En primer lugar, estamos ante una crisis de representación democrática. La gente salió a la calle para protestar, para formular reclamos y para hacer conocer un enorme descontento. Pero esa multitud actúa en forma inorgánica, carece de líderes y no tiene a nadie que formule racionalmente sus planteos. Esa tarea es un desafío para todos, oficialistas y opositores.
El Gobierno deberá revisar sus certezas y analizar las respuestas prácticas que pueda brindar a la ciudadanía. La oposición, a su vez, está obligada a buscar definiciones ideológicas y programáticas que diseñen una alternativa.
La crisis de representación se vincula a desajustes en el funcionamiento del sistema democrático.
Hoy se habla mucho de “modelo”, una palabra acuñada en la década de 1990 para definir alternativas económicas dentro de una visión única de la etapa neoliberal del capitalismo. Hoy, en cambio, el uso del término se confunde con la noción de “sistema”.
Desde el punto de vista económico, el sistema capitalista supone normas que se deben cumplir: previsibilidad, seguridad jurídica y crédito. El país, desde hace ya más de medio siglo, vive un capitalismo precarizado. Las políticas, proteccionistas o liberales, deben responder a un proyecto de país basado en la producción, el empleo genuino y la inversión.
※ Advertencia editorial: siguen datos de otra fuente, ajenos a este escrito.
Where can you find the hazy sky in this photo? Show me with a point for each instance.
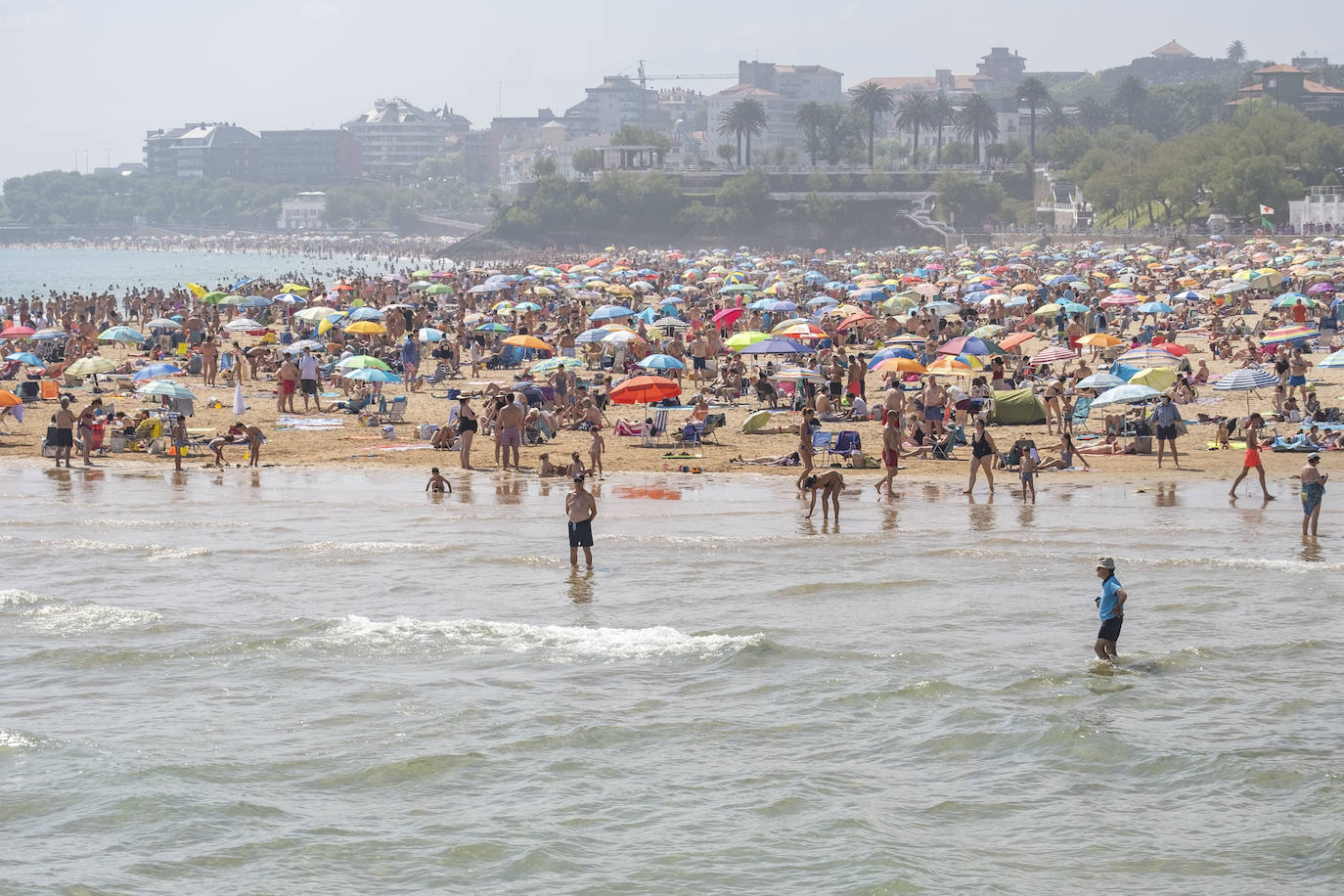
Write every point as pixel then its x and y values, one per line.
pixel 94 75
Desde el punto de vista institucional, también es imperioso lograr la estabilidad dentro de la ley. El sistema republicano y democrático exige el respecto absoluto por la división de los poderes: un Congreso independiente que legisle, un Ejecutivo que administre dentro de la ley y un Poder Judicial que controle. No es lo que pasa y este no es un problema del Gobierno, sino de nuestra cultura política.
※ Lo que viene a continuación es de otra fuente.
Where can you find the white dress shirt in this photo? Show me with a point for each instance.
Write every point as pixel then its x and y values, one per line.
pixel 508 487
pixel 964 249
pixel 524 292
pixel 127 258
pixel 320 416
La gente salió a protestar.
Aquella frase lacerante de 2001, “que se vayan todos” sigue teniendo alguna vigencia, aunque el actual Gobierno ha dado sobradas pruebas de su voluntad de sobrellevar las crisis y los cuestionamientos que se presenten.
Este es un Gobierno dispuesto a gobernar, aunque el reclamo no admite oídos sordos ni frases hechas. La protesta se produjo luego de una década de crecimiento sostenido y ese dato no debe ser usado para descalificar a los manifestantes, sino para tratar de desentrañar el mensaje de las calles.
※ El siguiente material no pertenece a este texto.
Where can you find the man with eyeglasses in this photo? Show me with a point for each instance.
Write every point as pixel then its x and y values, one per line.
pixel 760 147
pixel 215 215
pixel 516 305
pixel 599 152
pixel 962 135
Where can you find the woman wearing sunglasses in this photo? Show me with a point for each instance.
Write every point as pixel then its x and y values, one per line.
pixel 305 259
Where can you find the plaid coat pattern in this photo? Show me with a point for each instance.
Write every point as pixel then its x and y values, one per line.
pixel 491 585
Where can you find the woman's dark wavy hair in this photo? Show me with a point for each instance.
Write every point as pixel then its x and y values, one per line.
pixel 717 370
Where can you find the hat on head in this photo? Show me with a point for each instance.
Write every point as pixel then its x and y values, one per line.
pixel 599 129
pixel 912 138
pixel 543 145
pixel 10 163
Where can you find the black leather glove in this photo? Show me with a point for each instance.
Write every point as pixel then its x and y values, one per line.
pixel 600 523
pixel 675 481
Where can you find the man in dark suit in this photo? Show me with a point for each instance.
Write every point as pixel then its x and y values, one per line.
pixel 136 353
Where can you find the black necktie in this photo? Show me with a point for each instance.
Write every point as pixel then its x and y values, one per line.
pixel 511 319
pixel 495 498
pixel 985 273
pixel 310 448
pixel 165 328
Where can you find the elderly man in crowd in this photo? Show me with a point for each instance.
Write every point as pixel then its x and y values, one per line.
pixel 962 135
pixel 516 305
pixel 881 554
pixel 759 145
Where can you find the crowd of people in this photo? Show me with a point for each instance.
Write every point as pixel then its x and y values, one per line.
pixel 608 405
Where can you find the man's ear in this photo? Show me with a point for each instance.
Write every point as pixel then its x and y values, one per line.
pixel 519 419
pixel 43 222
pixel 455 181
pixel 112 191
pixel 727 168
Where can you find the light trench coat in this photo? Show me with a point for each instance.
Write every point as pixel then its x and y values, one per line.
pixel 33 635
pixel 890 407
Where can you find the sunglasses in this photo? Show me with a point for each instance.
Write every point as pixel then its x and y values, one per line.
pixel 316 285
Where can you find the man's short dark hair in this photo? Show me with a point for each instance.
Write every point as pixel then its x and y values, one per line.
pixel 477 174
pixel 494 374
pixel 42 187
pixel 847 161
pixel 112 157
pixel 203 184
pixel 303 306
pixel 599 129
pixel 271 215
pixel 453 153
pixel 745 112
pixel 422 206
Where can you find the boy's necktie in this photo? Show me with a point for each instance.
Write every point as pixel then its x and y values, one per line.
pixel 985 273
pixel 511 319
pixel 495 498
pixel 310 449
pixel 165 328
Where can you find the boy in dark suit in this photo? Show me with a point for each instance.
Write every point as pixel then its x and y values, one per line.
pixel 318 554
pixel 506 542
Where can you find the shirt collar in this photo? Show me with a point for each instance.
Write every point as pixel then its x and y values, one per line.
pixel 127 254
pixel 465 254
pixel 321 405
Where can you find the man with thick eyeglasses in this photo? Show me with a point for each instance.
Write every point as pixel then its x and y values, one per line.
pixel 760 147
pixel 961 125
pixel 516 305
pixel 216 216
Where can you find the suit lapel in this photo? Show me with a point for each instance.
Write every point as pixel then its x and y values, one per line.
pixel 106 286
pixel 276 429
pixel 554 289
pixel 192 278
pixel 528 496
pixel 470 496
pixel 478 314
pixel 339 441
La Argentina necesita recuperar su orgullo como Nación. El primer paso para lograrlo consiste en evitar que las diferencias políticas nos conviertan en enemigos. No es mera retórica: Juan Domingo Perón decía en 1955 que “para un peronista no hay nada mejor que otro peronista” y regresó en 1972 sosteniendo que “para un argentino no hay nada mejor que otro argentino”.
Y de inmediato se abrazó con Ricardo Balbín. En el velatorio de Perón, el fogueado líder radical dijo: “El antiguo adversario viene a despedir a un amigo”. Fueron dos patriotas que seguían sosteniendo ideas y proyectos contrapuestos pero supieron olvidar cárceles y exilios en función del bien de la Nación.
Cuatro décadas después su ejemplo, ignorado por la mayoría, sigue siendo válido. No es aventurado suponer que el desordenado reclamo que se esparció por las calles del país pueda vertebrarse en el pedido de un proyecto común, con objetivos de grandeza.
La ciudadanía no quiere palabreríos huecos, sino que le garanticen seguridad, inclusión social, empleo decente y educación pública. Y tolerancia. La democracia es, esencialmente, pluralidad y tolerancia. El mesianismo y el autoritarismo son esencialmente antidemocráticos, sean de izquierda o de derecha.
El gran desafío que deja el 8N es el de construir un país plural, donde convivan distintas visiones, credos e ideologías, con un pueblo unido por el amor a la Patria.